Muridan
Peygamberimizin Arkasında Namaz Kıldığı Sahabiler

Peygamberimizin Arkasında Namaz Kıldığı Sahabiler

Rasûlullâh (s.a.v.) Efendimiz, bilindiği kadarıyla nadiren de olsa ashabından bazılarının arkasında namaza durmuştur. Tebük seferine giderken, Hicr'le Tebük arasında bir konaklama yerinde tan yeri ağardıktan sonra Allah’ın elçisi ihtiyacını gidermek için uzak bir yere gitmişti.
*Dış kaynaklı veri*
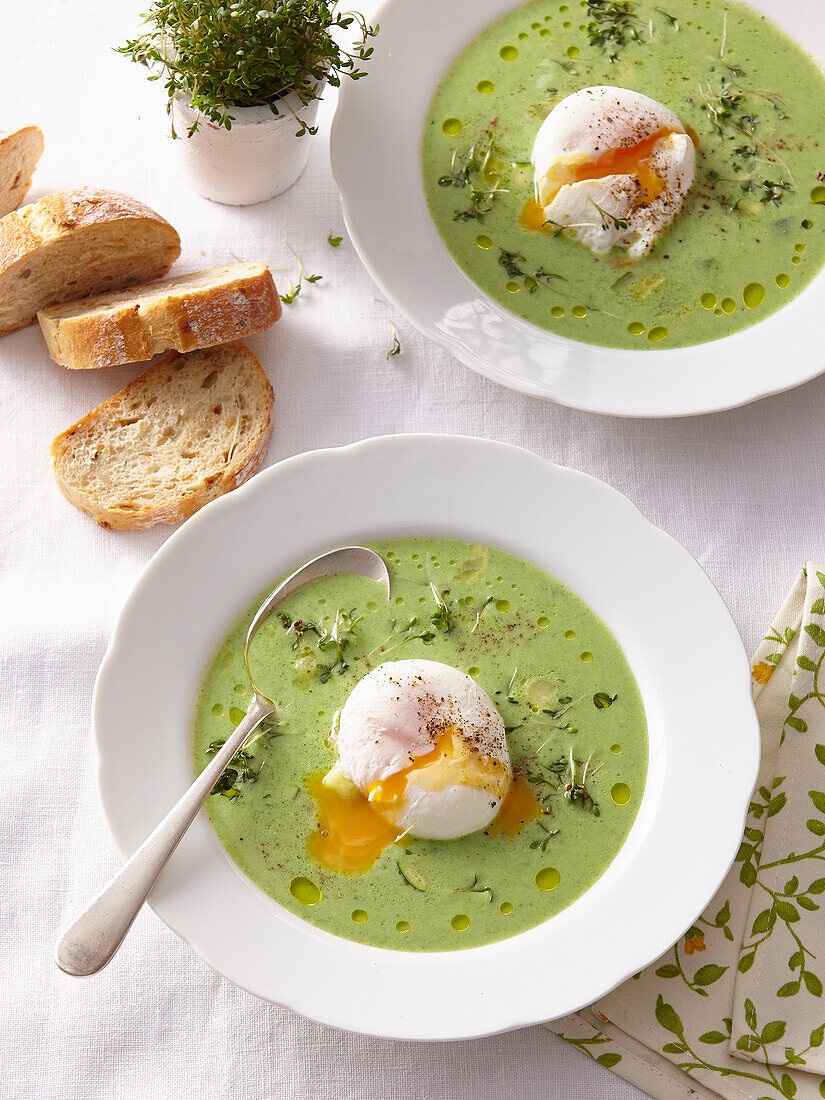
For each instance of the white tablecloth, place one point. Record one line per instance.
(740, 490)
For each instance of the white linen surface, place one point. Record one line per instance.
(740, 490)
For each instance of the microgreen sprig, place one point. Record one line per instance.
(248, 53)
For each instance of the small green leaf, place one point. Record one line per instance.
(669, 970)
(776, 804)
(708, 974)
(773, 1032)
(713, 1037)
(602, 700)
(668, 1018)
(608, 1059)
(785, 911)
(762, 922)
(813, 985)
(795, 723)
(747, 1043)
(790, 989)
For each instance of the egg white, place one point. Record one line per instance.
(585, 125)
(393, 715)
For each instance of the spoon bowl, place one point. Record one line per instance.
(94, 938)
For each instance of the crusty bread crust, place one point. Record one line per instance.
(165, 444)
(185, 312)
(20, 151)
(47, 248)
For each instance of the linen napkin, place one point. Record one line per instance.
(735, 1009)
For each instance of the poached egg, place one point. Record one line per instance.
(614, 167)
(421, 750)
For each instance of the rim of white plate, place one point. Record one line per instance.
(375, 152)
(699, 782)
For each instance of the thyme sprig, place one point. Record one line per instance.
(248, 53)
(332, 642)
(294, 288)
(475, 887)
(569, 778)
(512, 261)
(472, 167)
(613, 24)
(240, 770)
(733, 117)
(442, 618)
(541, 843)
(396, 345)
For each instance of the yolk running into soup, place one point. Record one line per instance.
(452, 760)
(628, 161)
(354, 831)
(520, 806)
(351, 834)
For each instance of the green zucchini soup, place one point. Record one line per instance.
(631, 175)
(446, 768)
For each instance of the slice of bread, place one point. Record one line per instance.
(185, 431)
(20, 150)
(189, 311)
(74, 243)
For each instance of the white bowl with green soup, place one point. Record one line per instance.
(539, 746)
(617, 206)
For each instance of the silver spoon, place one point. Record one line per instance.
(96, 935)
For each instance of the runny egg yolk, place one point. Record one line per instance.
(353, 829)
(627, 161)
(451, 760)
(351, 835)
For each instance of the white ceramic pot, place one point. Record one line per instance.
(254, 161)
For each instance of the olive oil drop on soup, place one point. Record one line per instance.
(447, 768)
(691, 204)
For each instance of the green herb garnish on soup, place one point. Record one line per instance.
(640, 224)
(525, 701)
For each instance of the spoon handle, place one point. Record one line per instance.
(96, 935)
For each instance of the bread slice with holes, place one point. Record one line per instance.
(185, 431)
(75, 243)
(186, 312)
(20, 150)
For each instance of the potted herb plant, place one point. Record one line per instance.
(243, 80)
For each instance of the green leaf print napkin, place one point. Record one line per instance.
(736, 1008)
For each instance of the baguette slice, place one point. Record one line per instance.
(74, 243)
(189, 311)
(185, 431)
(20, 150)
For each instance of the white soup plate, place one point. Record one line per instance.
(674, 629)
(376, 160)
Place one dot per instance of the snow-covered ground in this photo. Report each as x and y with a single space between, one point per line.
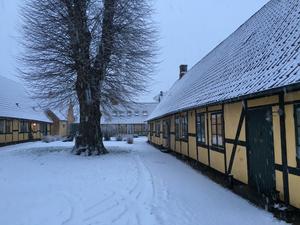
43 184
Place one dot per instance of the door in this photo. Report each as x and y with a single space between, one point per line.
261 168
168 126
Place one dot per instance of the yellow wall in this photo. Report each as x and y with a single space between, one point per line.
184 148
177 147
291 136
276 135
192 122
217 161
203 155
192 148
239 167
279 184
292 96
2 138
263 101
232 114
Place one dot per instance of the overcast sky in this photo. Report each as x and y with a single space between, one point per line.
188 30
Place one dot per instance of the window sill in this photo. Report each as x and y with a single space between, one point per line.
202 144
220 149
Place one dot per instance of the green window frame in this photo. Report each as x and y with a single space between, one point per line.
217 131
2 126
297 129
8 126
165 129
200 128
23 126
157 129
177 128
43 128
184 127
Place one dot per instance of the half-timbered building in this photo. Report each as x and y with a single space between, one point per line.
21 119
237 110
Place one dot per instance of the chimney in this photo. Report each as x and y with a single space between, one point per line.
183 70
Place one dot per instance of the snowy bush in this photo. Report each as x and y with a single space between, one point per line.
50 138
119 138
129 140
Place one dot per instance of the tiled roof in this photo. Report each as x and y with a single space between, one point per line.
15 102
263 54
138 108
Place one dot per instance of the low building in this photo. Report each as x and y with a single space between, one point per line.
127 120
237 110
21 119
62 121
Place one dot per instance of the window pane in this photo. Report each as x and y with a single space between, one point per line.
219 118
214 139
8 126
298 115
220 140
298 152
2 126
213 119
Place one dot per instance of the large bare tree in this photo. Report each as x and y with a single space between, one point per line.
94 52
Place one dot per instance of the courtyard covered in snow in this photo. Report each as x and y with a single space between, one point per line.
43 183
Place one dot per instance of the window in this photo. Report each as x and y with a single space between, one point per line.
177 127
43 128
151 129
8 126
184 127
165 129
297 126
157 129
201 128
217 129
2 126
23 127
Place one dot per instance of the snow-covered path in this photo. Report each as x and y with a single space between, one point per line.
43 184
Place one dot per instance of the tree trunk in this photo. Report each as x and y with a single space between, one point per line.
89 140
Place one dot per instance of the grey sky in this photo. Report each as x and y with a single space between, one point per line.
188 29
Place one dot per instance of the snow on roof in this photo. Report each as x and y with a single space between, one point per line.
16 103
135 114
60 114
263 54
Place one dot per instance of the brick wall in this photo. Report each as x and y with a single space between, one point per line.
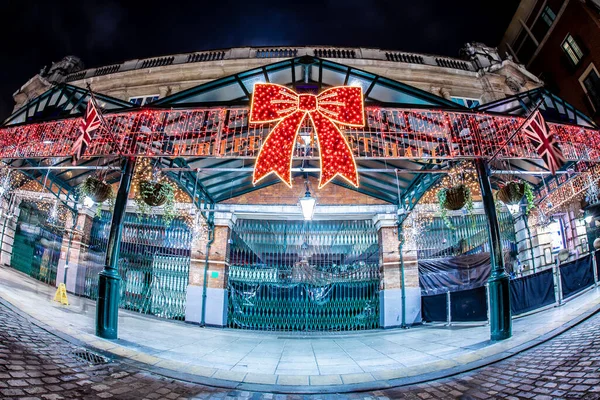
583 24
218 260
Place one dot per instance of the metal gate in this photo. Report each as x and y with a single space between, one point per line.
37 243
154 264
304 275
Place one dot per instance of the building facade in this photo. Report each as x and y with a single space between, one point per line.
558 42
239 252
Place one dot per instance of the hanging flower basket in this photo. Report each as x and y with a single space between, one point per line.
511 193
96 189
454 198
155 194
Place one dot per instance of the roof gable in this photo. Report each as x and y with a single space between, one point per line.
62 101
309 74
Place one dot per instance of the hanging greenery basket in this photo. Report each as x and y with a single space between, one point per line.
96 189
155 194
511 193
454 198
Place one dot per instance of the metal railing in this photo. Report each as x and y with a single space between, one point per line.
277 53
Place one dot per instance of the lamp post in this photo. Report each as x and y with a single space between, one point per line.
107 310
307 204
499 290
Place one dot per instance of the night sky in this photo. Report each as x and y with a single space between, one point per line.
101 32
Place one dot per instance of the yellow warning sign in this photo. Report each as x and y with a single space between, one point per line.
61 294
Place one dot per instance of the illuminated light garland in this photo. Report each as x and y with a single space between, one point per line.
568 195
341 105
Cemaat güneşin doğmasından endişe ederek Abdurrahman b. Avf (r.a)'ı öne geçirdiler.

Hz. Peygamber abdest alıp dönünce Abdurrahman rukû'da idi. Cemaat, Resulullah'ın geldiğini anlayınca neredeyse namazı bozacaklardı. Abdurrahman da imamlıktan çekilmek istedi. Fakat Resulullah (asm)'ın işareti ile namaza devam etti. Allah elçisi bir rekâtı imamla, bir rekâtı da selãmdan sonra ayağa kalkarak tek başına kıldı. Namaz bitince de; "Güzel yaptınız" buyurdu (Müsned, 4/247; İbn Sa'd Tabakât, 3/129; Vâkıdî, Megâzî, 3/1011)

 Abdurahman b. Avf, Hz. Ebû Bekir’in gayretleriyle Müslüman olmuş ve ilklerdendir. 8. müslümandır. Uhud’da yirmiden fazla ok ve mızrak yarası almış ve bu sebeple topal kalmıştır.

Hz. Peygamberin katıldığı bütün savaşlara katılmıştır. Peygamberimiz, Dümet-ül Cendel mevkiini fethetmek üzere hazırlanan orduya komutan tayin etmiş ve onun başına kendi elleriyle sarık bağlamıştır.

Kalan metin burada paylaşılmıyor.